Techdirt is full of fiction by design, so I'm not surprised by the confusion.
Ok someone murders a bunch of defenseless people... Why is Apple dragging their feet? This is tasteless. I'm NOT for backdoors, but this is ridiculous.
I think you've just learned that you are, in fact, for backdoors. A backdoor doesn't become any less of a backdoor when it's only used against bad people.
No, don't put words into my mouth. I think Apple should go to some extraordinary means to assist here. Any system is hackable if have physical possession and control over the input.
It's true that we haven't seen perfection yet, but there are tamper-resistant devices where the above is not trivially true. If each device were protecting the same keys or we just needed to break the platform, I might be more inclined to agree, but given that they have individual keys and a failed break could leave the data unobtainable, I'm not so confident.
That said, I think this particular phone doesn't have the secure enclave, so it may be breakable here.
It's more than just that. It's about setting a precedent. If you let the government walk all over your security, then where do you draw the line? What's the point of security at that point? Security doesn't favor good or bad.
Great point about good/bad, so here's the line: systems should resist and prevent mass warrantless surveillance. We are innocent by default, a government should not be able to dragnet it's citizens.
However I don't understand why everyone on hn thinks it's impossible to design things in this manner.
Judges are not strict compilers. They will interpret "submit passcodes" to mean what a lay person would read it to mean: if the submitted passcode is correct, the phone will be unlocked.
Games like this will get you contempt of court. I don't know if an obstruction of justice charge could come out of this, but I wouldn't test it myself...
A second: What happens if Apple states that it will take a 50-person team with an average annual labor cost of $200K/person approximately 5 weeks to fix the problem with a 50% chance of success. Can Apple bill the court a million dollars to try to fix the issue?

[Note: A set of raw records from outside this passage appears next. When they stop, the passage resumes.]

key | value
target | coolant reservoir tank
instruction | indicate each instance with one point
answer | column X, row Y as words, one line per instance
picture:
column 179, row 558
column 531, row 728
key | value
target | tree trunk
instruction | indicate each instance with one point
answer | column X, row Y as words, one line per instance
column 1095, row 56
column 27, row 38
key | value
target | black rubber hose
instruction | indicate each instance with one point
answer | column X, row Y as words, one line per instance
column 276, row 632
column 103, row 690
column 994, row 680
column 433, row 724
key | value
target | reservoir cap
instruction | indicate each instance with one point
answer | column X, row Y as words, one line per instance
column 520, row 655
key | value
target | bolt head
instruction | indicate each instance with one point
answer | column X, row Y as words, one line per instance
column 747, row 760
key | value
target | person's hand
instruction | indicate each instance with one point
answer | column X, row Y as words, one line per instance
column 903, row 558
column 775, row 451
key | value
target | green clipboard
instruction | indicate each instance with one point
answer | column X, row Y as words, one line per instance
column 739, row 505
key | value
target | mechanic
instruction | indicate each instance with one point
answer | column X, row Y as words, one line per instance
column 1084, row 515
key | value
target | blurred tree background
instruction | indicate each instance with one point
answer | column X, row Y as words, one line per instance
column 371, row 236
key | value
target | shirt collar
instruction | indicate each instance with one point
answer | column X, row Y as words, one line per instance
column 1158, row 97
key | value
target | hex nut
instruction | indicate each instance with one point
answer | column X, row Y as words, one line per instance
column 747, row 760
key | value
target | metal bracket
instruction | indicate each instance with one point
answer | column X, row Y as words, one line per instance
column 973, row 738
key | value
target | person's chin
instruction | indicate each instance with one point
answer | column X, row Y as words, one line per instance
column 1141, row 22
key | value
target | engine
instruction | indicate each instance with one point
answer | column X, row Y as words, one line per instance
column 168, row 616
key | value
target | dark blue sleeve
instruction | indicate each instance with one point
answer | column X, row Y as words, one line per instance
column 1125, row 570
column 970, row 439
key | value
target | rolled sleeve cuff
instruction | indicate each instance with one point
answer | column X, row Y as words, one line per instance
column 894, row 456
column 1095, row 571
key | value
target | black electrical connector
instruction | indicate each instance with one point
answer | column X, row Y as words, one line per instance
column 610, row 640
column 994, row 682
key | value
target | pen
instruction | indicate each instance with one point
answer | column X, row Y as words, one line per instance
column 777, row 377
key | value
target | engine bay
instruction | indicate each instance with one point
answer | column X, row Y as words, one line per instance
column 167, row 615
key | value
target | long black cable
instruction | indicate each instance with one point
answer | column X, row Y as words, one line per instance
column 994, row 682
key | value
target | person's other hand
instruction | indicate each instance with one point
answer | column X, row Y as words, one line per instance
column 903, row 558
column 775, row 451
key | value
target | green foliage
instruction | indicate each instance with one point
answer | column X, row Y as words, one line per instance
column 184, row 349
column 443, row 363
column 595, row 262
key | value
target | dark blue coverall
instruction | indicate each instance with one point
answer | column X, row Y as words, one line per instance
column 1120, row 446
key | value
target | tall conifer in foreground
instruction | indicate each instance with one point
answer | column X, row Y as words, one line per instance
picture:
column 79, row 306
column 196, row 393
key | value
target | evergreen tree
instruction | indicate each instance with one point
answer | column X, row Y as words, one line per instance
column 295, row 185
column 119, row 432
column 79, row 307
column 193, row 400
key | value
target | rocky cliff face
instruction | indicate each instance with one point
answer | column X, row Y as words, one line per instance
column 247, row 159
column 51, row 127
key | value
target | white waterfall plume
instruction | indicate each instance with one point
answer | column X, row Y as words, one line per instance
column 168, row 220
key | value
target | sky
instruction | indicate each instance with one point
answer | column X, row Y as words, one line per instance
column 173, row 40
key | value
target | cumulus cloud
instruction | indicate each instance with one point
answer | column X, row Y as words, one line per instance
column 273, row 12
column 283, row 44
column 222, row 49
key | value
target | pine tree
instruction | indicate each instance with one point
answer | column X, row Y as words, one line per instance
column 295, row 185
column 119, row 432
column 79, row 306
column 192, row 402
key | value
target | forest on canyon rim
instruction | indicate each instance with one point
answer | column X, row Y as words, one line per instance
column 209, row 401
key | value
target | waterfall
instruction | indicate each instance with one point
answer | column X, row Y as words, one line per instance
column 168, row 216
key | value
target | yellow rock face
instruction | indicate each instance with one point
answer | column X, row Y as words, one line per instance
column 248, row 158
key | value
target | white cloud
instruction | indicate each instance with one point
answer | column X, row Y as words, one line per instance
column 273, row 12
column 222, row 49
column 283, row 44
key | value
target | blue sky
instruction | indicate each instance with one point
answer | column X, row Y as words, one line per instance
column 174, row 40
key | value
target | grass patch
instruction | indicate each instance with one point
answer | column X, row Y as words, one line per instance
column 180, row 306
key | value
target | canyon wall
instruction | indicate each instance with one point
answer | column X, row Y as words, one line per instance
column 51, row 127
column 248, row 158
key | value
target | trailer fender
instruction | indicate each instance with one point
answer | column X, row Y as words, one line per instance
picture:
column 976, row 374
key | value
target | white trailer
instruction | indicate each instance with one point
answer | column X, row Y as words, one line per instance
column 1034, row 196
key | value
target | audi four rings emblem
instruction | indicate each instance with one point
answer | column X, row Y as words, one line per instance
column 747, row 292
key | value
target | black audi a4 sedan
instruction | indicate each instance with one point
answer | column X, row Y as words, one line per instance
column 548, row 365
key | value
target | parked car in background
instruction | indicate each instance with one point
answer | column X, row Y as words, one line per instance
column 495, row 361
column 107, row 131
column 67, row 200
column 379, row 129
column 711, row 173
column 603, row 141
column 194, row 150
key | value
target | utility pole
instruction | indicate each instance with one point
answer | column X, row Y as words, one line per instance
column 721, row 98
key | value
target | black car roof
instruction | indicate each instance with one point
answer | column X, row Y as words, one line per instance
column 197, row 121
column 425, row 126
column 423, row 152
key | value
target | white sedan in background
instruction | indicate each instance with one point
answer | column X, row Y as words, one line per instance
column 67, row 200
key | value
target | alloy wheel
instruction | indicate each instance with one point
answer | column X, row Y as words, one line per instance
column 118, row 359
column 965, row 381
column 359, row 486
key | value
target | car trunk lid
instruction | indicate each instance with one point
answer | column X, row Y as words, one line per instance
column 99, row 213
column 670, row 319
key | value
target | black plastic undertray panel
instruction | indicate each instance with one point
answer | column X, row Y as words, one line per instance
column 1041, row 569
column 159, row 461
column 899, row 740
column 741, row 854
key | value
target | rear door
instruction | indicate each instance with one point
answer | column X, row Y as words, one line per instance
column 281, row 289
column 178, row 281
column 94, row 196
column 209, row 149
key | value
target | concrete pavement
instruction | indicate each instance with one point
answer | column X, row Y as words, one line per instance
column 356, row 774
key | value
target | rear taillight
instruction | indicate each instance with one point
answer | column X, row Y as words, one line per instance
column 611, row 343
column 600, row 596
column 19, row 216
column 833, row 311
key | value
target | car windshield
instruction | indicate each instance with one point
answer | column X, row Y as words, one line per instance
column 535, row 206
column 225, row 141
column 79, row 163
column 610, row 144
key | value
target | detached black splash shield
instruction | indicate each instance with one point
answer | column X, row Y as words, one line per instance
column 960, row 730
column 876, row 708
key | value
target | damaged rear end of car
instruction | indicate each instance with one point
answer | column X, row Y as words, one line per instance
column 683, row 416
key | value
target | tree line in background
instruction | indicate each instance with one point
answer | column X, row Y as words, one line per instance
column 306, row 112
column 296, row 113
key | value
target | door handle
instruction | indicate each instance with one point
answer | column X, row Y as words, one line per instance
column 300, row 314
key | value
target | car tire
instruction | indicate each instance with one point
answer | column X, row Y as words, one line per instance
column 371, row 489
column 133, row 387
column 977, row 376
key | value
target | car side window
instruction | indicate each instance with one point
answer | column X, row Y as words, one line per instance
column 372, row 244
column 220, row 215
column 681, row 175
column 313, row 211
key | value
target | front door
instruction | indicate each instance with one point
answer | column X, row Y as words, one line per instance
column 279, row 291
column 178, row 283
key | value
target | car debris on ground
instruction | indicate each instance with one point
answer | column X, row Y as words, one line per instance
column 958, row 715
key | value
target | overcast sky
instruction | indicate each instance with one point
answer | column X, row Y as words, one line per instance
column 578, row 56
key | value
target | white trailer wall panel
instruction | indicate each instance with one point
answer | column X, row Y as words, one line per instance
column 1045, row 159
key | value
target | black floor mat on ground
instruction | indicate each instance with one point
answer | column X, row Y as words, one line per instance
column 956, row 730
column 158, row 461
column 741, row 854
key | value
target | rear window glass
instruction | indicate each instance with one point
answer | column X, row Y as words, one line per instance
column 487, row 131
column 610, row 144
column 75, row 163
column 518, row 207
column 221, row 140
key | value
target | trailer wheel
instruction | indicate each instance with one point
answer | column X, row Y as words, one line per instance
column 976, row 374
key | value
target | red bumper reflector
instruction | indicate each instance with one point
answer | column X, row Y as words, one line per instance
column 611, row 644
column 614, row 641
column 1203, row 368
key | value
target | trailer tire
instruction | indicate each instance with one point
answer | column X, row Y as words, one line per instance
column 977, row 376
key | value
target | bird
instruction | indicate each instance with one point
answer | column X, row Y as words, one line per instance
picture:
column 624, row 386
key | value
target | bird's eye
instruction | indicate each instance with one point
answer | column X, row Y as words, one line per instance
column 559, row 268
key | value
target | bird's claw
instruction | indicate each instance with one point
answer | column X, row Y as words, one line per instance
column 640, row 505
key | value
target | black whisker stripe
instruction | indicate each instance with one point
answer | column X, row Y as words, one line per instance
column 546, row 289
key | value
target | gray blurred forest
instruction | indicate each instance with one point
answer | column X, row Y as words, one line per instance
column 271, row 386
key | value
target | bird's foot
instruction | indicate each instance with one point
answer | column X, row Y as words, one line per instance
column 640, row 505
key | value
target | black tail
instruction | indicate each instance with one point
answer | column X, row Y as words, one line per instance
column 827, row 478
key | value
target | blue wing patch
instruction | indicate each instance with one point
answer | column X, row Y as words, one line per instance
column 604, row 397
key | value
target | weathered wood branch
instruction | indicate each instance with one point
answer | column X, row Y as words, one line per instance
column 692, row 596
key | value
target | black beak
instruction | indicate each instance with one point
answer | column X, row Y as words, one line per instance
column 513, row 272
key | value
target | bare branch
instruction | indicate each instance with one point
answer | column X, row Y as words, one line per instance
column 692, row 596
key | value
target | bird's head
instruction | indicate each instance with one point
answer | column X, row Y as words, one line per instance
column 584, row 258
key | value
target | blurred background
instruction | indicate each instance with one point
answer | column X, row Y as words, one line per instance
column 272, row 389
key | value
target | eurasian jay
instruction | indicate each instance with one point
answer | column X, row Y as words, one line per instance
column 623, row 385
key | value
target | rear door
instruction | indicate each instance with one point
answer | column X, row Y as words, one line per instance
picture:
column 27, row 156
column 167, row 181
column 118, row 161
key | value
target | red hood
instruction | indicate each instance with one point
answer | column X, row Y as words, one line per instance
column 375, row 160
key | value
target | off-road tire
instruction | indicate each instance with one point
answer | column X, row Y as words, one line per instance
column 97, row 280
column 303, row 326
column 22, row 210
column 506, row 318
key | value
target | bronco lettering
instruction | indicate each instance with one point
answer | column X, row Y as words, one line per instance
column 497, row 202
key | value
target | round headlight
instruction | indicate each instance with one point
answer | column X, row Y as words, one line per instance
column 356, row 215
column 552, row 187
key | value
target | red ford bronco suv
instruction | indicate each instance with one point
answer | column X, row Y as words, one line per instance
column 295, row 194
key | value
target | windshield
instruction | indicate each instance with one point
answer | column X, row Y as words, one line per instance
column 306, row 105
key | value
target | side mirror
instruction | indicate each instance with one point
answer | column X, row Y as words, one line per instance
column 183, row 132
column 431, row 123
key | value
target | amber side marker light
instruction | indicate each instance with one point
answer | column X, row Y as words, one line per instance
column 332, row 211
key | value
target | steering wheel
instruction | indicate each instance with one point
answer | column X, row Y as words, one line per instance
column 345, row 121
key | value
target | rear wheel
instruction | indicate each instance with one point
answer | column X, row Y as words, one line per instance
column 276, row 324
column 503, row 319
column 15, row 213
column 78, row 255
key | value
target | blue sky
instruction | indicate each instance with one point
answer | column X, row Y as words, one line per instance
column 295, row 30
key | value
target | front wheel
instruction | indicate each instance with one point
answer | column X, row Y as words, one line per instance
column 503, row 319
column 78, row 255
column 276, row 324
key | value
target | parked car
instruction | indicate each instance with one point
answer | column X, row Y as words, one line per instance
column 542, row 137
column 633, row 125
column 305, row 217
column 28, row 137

A third: Apple open-sources their encryption modules and firmware. They no longer have proprietary information for how to unlock the phone. Are they legally required to be the ones who defeat a system to which they hold no proprietary information?
A fourth: The small team that built the system no longer works for Apple. Perhaps their visa was revoked and they left the country, perhaps they were poached by a competitor, or perhaps they retired in the years since this module was published. Who is responsible for complying with the order?
A fifth: The data is actually corrupted. Apple presents this conclusion under penalty of perjury after a thousand hours spent on the project, which it requests are compensated.
A sixth: Apple requests that trading of its stock is frozen for one month while it expends considerable resources on complying with an unexpected court order relevant to national security.